Brace for the worst

Ranabir Ray Choudhury | Updated on March 09, 2018


There is an ill wind sweeping in from Europe. The wind brings with it warning signals that the world economy will go through a rough patch. Economic activity worldwide is shrinking, and there is no reason for India to be unaffected. The country's growth during the past few years has been integrally linked to the world's growing demand for Indian products on the one hand, and, on the other, to a growing perception that India is the place to be in for funds waiting to be invested. All this is in for a change.

That international economic activity is slowing down is firmly indicated by the gloomy growth projections made by the Organisation for Economic Cooperation and Development, the World Bank and the IMF. For example, the OECD's growth projections for the Euro Zone predict the onset of a recession, the organisation's chief economist warning of “contagion in the euro area”.

The World Bank has cut the 2012 growth forecast for China to 8.2 per cent from 8.4 per cent and has advised Beijing to rely more on an increase in domestic consumption to keep the economic engine running. In a recent economic update for East Asia and the Pacific region, the Bank said “a slowdown in China would drag growth in emerging East Asian nations to two-year lows this year”, warning that the European debt crisis “could inflict even bigger damage if it worsened”.

Epicentre of danger

In January, the IMF cut its global growth estimate for 2012 to 3.2 per cent from 4 per cent, again making the European crisis largely responsible for the slowdown. Generally, the fund expects Europe to face “a mild recession in 2012, stemming from the debt crisis hampering growth in the 17-nation Euro Zone”. The Fund said that the “near-term outlook has noticeably deteriorated,” with global recovery being “threatened by intensifying strains in the euro area and fragilities elsewhere.”
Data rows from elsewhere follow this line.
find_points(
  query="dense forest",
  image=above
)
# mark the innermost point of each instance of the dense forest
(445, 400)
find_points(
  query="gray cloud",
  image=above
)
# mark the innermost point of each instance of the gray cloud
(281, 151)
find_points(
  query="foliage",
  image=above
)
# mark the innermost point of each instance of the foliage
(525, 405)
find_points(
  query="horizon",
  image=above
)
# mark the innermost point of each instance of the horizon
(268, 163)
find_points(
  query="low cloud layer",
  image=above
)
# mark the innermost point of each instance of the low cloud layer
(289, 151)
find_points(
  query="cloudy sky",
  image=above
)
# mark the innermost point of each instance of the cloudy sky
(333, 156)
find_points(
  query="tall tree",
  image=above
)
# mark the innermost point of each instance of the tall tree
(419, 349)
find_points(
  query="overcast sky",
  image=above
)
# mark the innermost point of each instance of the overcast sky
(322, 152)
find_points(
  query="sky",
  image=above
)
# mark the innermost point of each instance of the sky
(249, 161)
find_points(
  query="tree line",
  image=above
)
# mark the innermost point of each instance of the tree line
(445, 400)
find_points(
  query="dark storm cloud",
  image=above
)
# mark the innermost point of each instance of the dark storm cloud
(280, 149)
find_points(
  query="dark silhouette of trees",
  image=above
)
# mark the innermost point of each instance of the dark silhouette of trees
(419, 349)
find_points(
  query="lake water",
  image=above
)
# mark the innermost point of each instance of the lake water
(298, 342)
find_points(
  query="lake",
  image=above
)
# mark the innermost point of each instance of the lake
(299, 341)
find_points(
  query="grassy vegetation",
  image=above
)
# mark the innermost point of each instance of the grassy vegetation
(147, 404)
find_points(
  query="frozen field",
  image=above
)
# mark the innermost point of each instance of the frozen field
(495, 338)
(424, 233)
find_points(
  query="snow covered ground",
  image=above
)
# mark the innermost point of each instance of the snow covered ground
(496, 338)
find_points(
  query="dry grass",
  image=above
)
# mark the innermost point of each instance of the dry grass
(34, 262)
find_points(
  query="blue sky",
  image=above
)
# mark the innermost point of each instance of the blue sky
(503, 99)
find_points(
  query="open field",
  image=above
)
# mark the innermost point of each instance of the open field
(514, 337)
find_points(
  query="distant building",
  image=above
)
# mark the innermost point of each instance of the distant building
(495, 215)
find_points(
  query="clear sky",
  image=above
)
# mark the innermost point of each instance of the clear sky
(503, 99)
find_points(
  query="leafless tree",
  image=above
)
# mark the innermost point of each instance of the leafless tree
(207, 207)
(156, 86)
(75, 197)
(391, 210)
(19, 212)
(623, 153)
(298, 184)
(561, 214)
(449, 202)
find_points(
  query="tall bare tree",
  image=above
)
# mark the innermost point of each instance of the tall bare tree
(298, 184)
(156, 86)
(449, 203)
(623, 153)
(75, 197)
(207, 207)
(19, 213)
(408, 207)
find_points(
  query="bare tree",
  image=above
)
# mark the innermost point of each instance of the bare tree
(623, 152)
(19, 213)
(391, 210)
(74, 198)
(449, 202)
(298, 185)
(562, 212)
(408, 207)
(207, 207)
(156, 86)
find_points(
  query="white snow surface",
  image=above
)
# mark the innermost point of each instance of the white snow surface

More pointedly, the Fund's Economic Counsellor, Mr Olivier Blanchard, was quoted as saying that “the world recovery, which was weak in the first place, is in danger of stalling. The epicentre of the danger is Europe, but the rest of the world is increasingly affected.” The main problem, according to him, was to isolate the European economic downturn from affecting the rest of the world, which of course is easier said than done.

Focussing on Europe, the IMF Managing Director, Ms Christine Lagarde, said in Berlin sometime back: “We need a larger firewall. Without it, countries like Italy and Spain that are fundamentally able to repay their debts, could potentially be forced into a solvency crisis by abnormal financing costs.”

Countering the downturn

As is clear from its economic performance, India has been caught up in this vortex of economic slippage, with growth projections being reduced by all and sundry. There is little doubt that the annual growth figure for the current year will be around 6.5 per cent, or even less, depending on how effectively the Government can counter the impact of the international downturn.

Among other things, the common man will have to face severe hardship in that heavily subsidised items of general consumption such as cooking gas and diesel (which is an important input for the general price level) will become costlier. At least they should. If they do not, India is headed for deep economic trouble in the years ahead.